BWW Blog: Chaos, Conflict in BONNIE & CLYDE
Chaos, Conflict in Bonnie & Clyde
Drama is conflict. This is an innate truth of the narrative arts that people of every culture can recognize. Movies, films, plays-even anecdotes that are told over drinks after a long day at work: without conflict, these exercises in story-telling are pointless reconstructions of events that do not force action or evolution. Even Ikea instructional pamphlets have the underlying potential for a troubling struggle; if you lose the specifically-sized Allen wrench, you run the risk of your bookshelf forever sitting in a heap of cheap boards in the back of your closet. Choas. Conflict. Drama.
It's no wonder that the literary canon that chronicles and dramatizes its parent-culture's historical events tends toward stories and occurrences with inherent drama. War stories. Sports stories. Stories about epic heroes: their rise to power and their inevitable fall from grace. One such story that has continued to capture attention and imagination is the tale of Bonnie and Clyde: brash outlaws during the "Public Enemies" era of modern American history. The true events surrounding the exploits of the two young criminals are rife with the very fabric of a good story: fugitives-young and in love, on the run from the inexorable arm of the law that serves to uphold a moral standard that a country in depression could barely hope to maintain on any given breadless, workless day. Add writers, who take those kernels of conflict and turn on the bright lights: the result is a story of two kids from poverty who yearn for something more glamorous-Bonnie dreams of dressing and flirting like Clara Bow; Clyde aspires to the criminal master-ranks of Al Capone. Two meandering souls find each other in the chaos of a world run almost dry of traditional possibilities, recognize almost immediately the harsh reality of their impending separation through imprisonment or death, and wander the mid-west, connected through a mutual, unquenchable desire for importance that is seemingly only attainable through notoriety, the sad consequence of youthful thrill-seeking and the desperation of the time.

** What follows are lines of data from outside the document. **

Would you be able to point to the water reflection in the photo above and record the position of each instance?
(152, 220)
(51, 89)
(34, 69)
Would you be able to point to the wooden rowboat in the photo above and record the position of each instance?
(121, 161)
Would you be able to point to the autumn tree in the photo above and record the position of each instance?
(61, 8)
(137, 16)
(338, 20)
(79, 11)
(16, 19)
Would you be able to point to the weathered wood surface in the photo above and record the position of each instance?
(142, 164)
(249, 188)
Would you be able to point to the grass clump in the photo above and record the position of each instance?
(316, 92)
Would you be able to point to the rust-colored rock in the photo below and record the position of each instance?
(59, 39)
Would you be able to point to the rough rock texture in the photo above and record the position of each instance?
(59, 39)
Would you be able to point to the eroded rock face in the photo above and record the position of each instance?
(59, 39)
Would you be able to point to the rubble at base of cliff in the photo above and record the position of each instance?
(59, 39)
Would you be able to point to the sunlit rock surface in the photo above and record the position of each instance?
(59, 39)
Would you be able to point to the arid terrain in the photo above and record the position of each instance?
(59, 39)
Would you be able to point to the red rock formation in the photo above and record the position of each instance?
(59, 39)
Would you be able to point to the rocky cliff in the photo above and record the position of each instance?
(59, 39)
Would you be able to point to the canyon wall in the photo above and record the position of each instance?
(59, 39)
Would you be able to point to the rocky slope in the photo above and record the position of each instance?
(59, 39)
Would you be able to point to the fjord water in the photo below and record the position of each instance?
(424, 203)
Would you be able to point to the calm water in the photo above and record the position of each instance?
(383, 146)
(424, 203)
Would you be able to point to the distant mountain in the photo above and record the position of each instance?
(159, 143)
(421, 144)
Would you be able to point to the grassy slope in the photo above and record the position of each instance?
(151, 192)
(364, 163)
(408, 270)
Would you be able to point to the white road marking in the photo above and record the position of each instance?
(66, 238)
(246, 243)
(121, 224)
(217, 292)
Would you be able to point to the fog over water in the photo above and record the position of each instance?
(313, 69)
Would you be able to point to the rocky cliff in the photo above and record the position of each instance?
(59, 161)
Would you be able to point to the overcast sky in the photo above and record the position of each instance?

Out of the Box, Santa Barbara's musical theatre company (run by artistic director Samantha Eve), is in the rehearsal process for Bonnie & Clyde (book by Ivan Menchell, musical collaboration by Don Black and Frank Wildhorn), which opens at Center Stage Theater Thursday, April 3rd. The theatrical process of reinventing these characters and the story for them to relive again and again over the next several weeks is, in itself, a story pregnant with chaos and conflict. With a cast, crew, and band of almost 30 people, how could everything or anything run without issue? How do the guns work? Ask Katie, the stage manager. Who pushes the bed on and off stage? Ask Katie. How long is the entr'acte? Are those the Browning Automatic Rifles? How do we clean the stage between scenes after Bonnie and Clyde throw clothing and personal effects asunder, and then run off stage in the heat of passion? Ask Katie.
Poor Katie. A Stage Manager's work is never done until the show has closed, been struck, and the actors and producers are at the bar celebrating a successful run.
But amidst the chaos and conflict, both within the play and at the level of the production, lies the joy of a story well told. The characters meet, fall in lust, then love, sing about it, and die tragically. "Dyin' ain't so bad," Bonnie (Katherine Bottoms) sings, "as long as we both go together. It's only when one gets left behind that it gets sad."
And so it goes for the play and the production-inexorably married in the creation and perpetuation of a story that draws us, the creators and appreciators, together in the common understanding of a struggle that is relatable and therefore memorable, one that exemplifies the very extremes of the human capacity for conflict. The outcome, for both Bonnie and Clyde and Out of the Box Theatre, is the same: when it's all said and done, both can be described as having experienced the satisfaction gained via a level of commitment to a story that encompasses the very essence of human emotion: Choas. Conflict. Drama.